4/23/2014 10:48:18 PM
Statement issued by Reserve Bank Governor Graeme Wheeler:
New Zealand’s economic expansion has considerable momentum, with GDP estimated to have grown by 3.5 percent in the year to March. Growth is gradually increasing in New Zealand’s trading partners, but inflation in those economies remains low. Global financial conditions continue to be very accommodating.
Prices for New Zealand’s export commodities remain very high, though auction prices for dairy products have fallen by 20 percent in recent months. Domestically, the extended period of low interest rates and strong growth in construction sector activity are supporting the recovery. Net immigration continues to increase, boosting housing and consumer demand. Confidence remains very high among households and businesses, and measures of investment and employment intentions are positive.

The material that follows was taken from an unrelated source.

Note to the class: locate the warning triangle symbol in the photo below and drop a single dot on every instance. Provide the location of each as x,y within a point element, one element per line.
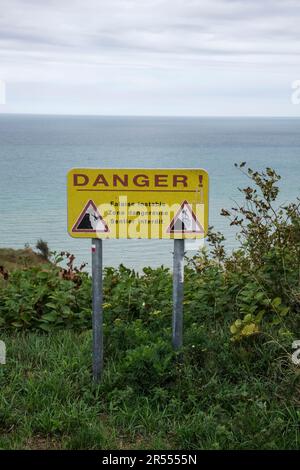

Spare capacity is being absorbed, and inflationary pressures are becoming apparent, especially in construction and other non-tradable sectors. The high exchange rate remains a headwind to the tradables sector, and along with low import price inflation has been holding down tradables inflation. The Bank does not believe the current level of the exchange rate is sustainable.
There has been some moderation in the housing market. Restrictions on high loan-to-value ratio mortgage lending are easing pressure, and rising interest rates will have a further moderating influence. However, the increase in net immigration is adding to housing demand.
Headline inflation is moderate, but inflationary pressures are increasing and are expected to continue doing so over the next two years. In this environment it is important that inflation expectations remain contained. To achieve this it is necessary to raise interest rates towards a level at which they are no longer adding to demand. The speed and extent to which the OCR will be raised will depend on economic data and our continuing assessment of emerging inflationary pressures, including the extent to which the high exchange rate leads to lower inflationary pressure.
By increasing the OCR as needed to keep future average inflation near the 2 percent target mid-point, the Bank is seeking to ensure that the economic expansion can be sustained.